In many ways, Magnus' tenure in Richmond is a culmination of his lifetime in public safety. He started out in his hometown of Lansing, Michigan, a city he describes as very similar to Richmond. "They're both blue collar towns, but instead of having Chevron, we had General Motors," says Magnus. In Lansing, Magnus moved up the ranks and eventually took a job in Fargo, North Dakota as the Chief of police. With a population of about 115,000 at the time, Fargo was a larger city that what Magnus was used to, and its climate of cultural convergence --  new populations were arriving from Bosnia, Serbia and Sudan -- made getting to know the community a necessity. "It was in Fargo that I really had a chance to implement a lot of new community policing strategies. A lot had to be worked through with a huge international population entering what had been up until then a very homogenous culture."

That was fifteen years ago. Now, nine years into his career in Richmond, Chief Magnus reflects on why Richmond initially excited him: "My interest was captured around Richmond as an opportunity to try out some of the same strategies that I had been utilizing in Fargo and Lansing to see if they would work in a city where there were the additional challenges of violent crime and a lot of history involving the police and the community that wasn't necessarily positive. I made the decision to move to Richmond to try and working together with residents to make some changes."

Magnus describes his approach as diverse, never relying on one tactic too much, while still putting community in the forefront. "I think the biggest and most important part of our policing efforts involves relationship building between residents, community folks, and the police department," Magnus explains. "When you have folks working with you as a partner, not only can you get a lot more done, but when mistakes are made or an approach was put in place that you didn't necessarily work the way you wish it did, people are a little more forgiving and understanding of how that can happen."

The Ceasefire program is an example of this partnership. The idea behind Ceasefire is to work with the community to connect with the key individuals involved in the worst of the violence and give them a choice. "On the one hand," Magnus explains, "the community will do call-ins with these individuals, and we have people meet with them and convey the message that we care about them, and that people in the community are willing to help them get out of the gang life. Then there's another message delivered, and this is from Law Enforcement, the District Attorney, Federal officers, and Richmond police, and that message is that if you are not willing to take advantage of the services and programs, be aware that we are going to be really scrutinizing what you are doing, and you're going to be held to account to the crimes you are committing."

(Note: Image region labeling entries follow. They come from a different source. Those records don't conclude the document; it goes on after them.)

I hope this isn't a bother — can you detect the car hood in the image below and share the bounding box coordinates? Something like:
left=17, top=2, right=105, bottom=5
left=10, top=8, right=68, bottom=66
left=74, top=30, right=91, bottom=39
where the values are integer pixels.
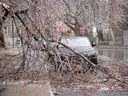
left=59, top=46, right=96, bottom=55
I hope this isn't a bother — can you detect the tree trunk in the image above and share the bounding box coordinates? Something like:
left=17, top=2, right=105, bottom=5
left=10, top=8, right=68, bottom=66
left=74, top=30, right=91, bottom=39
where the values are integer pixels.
left=0, top=24, right=5, bottom=48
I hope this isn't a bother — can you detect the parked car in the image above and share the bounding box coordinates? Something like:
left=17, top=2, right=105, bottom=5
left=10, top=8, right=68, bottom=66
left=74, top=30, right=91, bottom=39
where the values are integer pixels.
left=58, top=37, right=98, bottom=64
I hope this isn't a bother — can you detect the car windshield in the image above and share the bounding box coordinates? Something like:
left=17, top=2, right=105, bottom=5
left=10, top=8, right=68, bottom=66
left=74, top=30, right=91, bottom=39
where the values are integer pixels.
left=61, top=37, right=91, bottom=47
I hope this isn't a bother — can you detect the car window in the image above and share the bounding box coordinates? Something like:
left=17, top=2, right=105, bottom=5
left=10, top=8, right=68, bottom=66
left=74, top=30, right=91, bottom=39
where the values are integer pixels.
left=61, top=38, right=91, bottom=47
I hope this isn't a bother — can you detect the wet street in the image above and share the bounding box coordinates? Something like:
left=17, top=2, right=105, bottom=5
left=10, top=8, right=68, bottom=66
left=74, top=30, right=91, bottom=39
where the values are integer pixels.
left=0, top=48, right=128, bottom=96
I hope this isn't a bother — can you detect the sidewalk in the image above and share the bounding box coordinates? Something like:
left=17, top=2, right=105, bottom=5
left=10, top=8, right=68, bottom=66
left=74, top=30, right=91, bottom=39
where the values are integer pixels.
left=97, top=45, right=128, bottom=49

As Chief of Police, Magnus relies on this dialogue to be effective, while also utilizing an expansive technological tool belt. One of these tools is call Shot Spotter, a system of sensors around the community that triangulates gunfire and gives the police nearly realtime information about where that gunfire is coming from so they can respond quickly to those locations.

"I like to think of my approach as full-service policing," says Magnus. "If you look back to the history of policing, it has really been about the community. The community are the police, and the police are the community. My view is that officers should police the areas they are responsible for as if they live there. I think if we take that approach, people are much more willing to be supportive and engaged and make things better and wont see us as just an occupying force."

Magnus, as a resident of Richmond, really is the community. And he finds motivation in this. "What pushes me is the idea that we can keep improving Richmond's reputation, and get rid of the image that Richmond is just a dangerous scary place, which is so far from the truth. Richmond is not perfect, we have a lot of challenges, and we are going to be dealing with crime issues. But it doesn't have to be the kind of place people are scared of or have to feel awkward about saying they even live in Richmond. This is a great place and there are a lot of exciting things happening here, and we need to get the word out about that."

That said, Magnus realizes there are many challenges moving forward. "You can never sit back and say 'mission accomplished' in this line of work. We've made a lot of strides in reducing crime, specifically violent crime, but that's never a final job where you can sit back and relax. Richmond crime has gone back and forth in the past. We've had set backs, and things can change very quickly. I think the challenge is maintaining what we're doing, to continue to try new things, to continue to build support, and be relentless in fighting crime."